Closed dbaumann2 closed 1 year ago
see Pull Request #584
@dbaumann2, could you please upload some test artifacts that demonstrate the race condition? Thanks
Unfortunately I have no automated test demonstrating the issue. Here is some logging output from our application. Response message with ID 21 is expected to have Message ID "urn:uuid:0e5b9323-7076-47ca-b0f6-9d34c17d6eaf" and therefore cannot be correlated by our application. This led to us investigating the code of the toolkit. Hope this helps to understand the issue.
Message ID 21: Request, AdhocQueryRequest, MessageId urn:uuid:0e5b9323-7076-47ca-b0f6-9d34c17d6eaf Message ID 20: Request, AdhocQueryRequest, MessageId urn:uuid:452d35f4-ed04-4f6c-8230-bd70083b3e45 Message ID 19: Response... Message ID 22: Response... Message ID 20: Response, AdhocQueryResponse, RelatesTo urn:uuid:452d35f4-ed04-4f6c-8230-bd70083b3e45 Message ID 21: Response, AdhocQueryResponse, RelatesTo urn:uuid:452d35f4-ed04-4f6c-8230-bd70083b3e45
I understand the issue but without a test procedure that can consistently reproduce the problem, I wouldn't be able to confirm the bug fix.
Is a simple unit test sufficient or do you need an integration test?
Is a simple unit test sufficient or do you need an integration test?
Any of those type of tests is fine as long as it shows the toolkit generated MessageID is incorrect.
I've written a SoapUI Performance Test that can detect the error:
I built XDS Toolkit from your pull request, ran the load tests but according to the results in the screenshot below, the error condition still exists.
The good news is that your test is able to confirm the issue you reported but I'm afraid the pull request code did not solve the issue.
I am adding @andrewmccaffreynist to help look into the root cause of this issue.
We did not take a deeper look at the code. It just seemed to be the relevant place, but we unfortunately did not have time to compile and deploy it yet. Thank you very much for further investigating this issue!
We did some more investigation and found the problematic place. It is the creation of event directories
, which are then used for saving the request, response and some other stuff.
When handling a request in gov/nist/toolkit/fhir/simulators/servlet/SimServlet.java
a new gov/nist/toolkit/simcommon/server/SimDb.groovy
instance is created every time. In the constructor, an event Directory
with the current Date
as name. This is already the problem, because if two SimDb
instances get created with the same Date
(which can happen, since the timestamp is made up of year.month.day.hours.minutes.seconds.milliseconds
), everything serialized into the event directory will be overwritten.
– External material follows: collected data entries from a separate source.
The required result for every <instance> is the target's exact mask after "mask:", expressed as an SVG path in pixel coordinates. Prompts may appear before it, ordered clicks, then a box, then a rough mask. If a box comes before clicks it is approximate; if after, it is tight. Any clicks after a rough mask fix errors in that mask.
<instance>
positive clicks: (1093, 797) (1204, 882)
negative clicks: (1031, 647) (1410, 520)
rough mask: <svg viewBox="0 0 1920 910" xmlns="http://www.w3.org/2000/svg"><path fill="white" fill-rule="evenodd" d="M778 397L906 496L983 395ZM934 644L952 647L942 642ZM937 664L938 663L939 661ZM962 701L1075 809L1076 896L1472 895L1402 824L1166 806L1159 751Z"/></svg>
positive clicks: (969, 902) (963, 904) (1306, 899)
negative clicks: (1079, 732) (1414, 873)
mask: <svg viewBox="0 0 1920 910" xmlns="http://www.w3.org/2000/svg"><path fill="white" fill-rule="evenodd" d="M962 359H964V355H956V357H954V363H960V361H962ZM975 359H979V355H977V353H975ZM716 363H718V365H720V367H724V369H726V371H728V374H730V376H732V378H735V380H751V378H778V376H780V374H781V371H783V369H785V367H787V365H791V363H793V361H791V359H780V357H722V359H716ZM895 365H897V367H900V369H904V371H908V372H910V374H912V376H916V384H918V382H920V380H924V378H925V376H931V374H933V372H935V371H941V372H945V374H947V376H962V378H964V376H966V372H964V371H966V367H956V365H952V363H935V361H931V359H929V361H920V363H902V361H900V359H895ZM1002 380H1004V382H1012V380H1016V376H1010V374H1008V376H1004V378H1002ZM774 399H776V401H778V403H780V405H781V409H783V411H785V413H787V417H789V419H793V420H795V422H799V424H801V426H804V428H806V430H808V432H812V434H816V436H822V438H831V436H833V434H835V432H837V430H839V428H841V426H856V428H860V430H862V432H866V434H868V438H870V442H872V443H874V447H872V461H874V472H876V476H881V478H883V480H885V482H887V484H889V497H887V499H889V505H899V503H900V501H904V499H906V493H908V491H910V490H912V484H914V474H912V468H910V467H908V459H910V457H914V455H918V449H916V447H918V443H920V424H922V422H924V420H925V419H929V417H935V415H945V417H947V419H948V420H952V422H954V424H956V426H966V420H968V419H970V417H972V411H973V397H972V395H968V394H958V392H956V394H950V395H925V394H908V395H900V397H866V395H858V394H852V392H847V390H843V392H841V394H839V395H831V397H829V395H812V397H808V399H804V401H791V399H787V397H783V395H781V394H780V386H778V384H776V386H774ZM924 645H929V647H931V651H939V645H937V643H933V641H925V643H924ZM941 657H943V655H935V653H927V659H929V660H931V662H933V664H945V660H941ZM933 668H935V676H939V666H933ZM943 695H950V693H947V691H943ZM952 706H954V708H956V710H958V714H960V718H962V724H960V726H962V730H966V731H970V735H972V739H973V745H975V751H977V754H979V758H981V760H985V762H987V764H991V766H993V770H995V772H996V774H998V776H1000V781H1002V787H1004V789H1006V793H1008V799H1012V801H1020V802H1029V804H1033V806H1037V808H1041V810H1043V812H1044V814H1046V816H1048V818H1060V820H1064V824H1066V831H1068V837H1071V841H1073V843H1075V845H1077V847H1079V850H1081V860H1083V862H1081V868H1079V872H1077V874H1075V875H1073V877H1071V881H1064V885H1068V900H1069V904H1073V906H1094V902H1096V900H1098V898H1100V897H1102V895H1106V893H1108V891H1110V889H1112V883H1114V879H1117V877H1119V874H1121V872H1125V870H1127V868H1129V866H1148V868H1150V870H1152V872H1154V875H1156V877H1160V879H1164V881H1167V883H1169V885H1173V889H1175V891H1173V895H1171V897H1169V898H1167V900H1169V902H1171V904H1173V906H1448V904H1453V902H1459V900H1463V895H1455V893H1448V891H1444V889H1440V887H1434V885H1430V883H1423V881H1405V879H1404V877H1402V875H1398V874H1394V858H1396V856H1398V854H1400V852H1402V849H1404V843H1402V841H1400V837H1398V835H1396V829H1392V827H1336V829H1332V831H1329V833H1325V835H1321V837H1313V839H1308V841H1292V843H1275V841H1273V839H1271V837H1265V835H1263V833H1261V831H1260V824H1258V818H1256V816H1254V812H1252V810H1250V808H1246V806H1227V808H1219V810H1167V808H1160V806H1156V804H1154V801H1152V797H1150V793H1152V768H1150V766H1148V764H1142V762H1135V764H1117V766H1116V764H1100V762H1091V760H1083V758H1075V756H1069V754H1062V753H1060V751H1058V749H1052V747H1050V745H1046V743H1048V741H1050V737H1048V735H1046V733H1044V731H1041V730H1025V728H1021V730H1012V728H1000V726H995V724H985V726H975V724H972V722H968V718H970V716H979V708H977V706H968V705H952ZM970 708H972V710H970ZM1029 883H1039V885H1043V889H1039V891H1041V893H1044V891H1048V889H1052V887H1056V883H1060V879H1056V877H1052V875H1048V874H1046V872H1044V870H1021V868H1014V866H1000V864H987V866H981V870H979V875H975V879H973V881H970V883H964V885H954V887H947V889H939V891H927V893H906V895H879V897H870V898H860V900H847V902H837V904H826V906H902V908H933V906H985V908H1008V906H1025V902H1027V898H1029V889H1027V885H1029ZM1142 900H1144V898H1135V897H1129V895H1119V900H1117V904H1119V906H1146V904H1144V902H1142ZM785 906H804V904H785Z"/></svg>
Hence, explaining the mismatch of messageID
and relatesTo
.
We "fixed" this issue by adding a new UUID
to gov/nist/toolkit/installation/server/Installation.java#asFilenameBase
like so:
// Installation.java#asFilenameBase
return val + "-"+ UUID.randomUUID();
Using the provided SoapUI project, we can see no errors anymore. However, we don't know the side effects this will have on the entire Toolkit.
An additional improvement would be to not rely on I/O operations for the request/response handling. For example, ThreadLocal
s could be used for storing the data within the current thread.
After some more digging around, a more elegant solution would be to synchronize during the file event creation inside SimDb
like so:
public class SimDb {
// ...
private static final Object fileLock = new Object();
//...
SimDb(SimId simId, String actor, String transaction, boolean openToLastTransaction) {
//...
if (openToLastTransaction) {
openMostRecentEvent(actor, transaction)
} else {
// SimDb Line: 115
File eventDir;
synchronized (fileLock) {
eventDate = new Date();
eventDir = mkEventDir(eventDate);
eventDir.mkdirs();
}
Serialize.out(new File(eventDir, "date.ser"), eventDate);
}
}
// ...
}
@mratzenb Thanks for your investigation, I believe you have found the root cause of the reported issue.
Additional details based on the investigation above:
The problem has two parts: 1) Clobbered SimDB Event folder by the same current timestamp creation and 2) Unreliable response message relatesTo/messageId correlation.
For the first part, the contributed code seems to mitigate the issue. I have run the SoapUI tests against the updated code, and looking at the SimDB Event folders created, the race condition mitigation is evident when creating two separate event folders based on the same timestamp. Example: 2023_06_16_11_08_42_622 and 2023_06_16_11_08_42_622_1. In this case, the appended integer counter (i.e., "_1") to the folder name is made unique by the mkEventDir
method once it is given a chance. This was how the fix was verified in my local environment.
Second, as it was suggested as an "additional improvement", I agree that the request message validation can use an in-memory content reference rather than re-loading from it from the SimDB Event folder on disk.
In the IgActorSimulator and IgxActorSimulator an AdhocQueryResponseGenerator is set to a field called ahqrg. This can lead to mixed up responses when multiple requests are handled in parallel.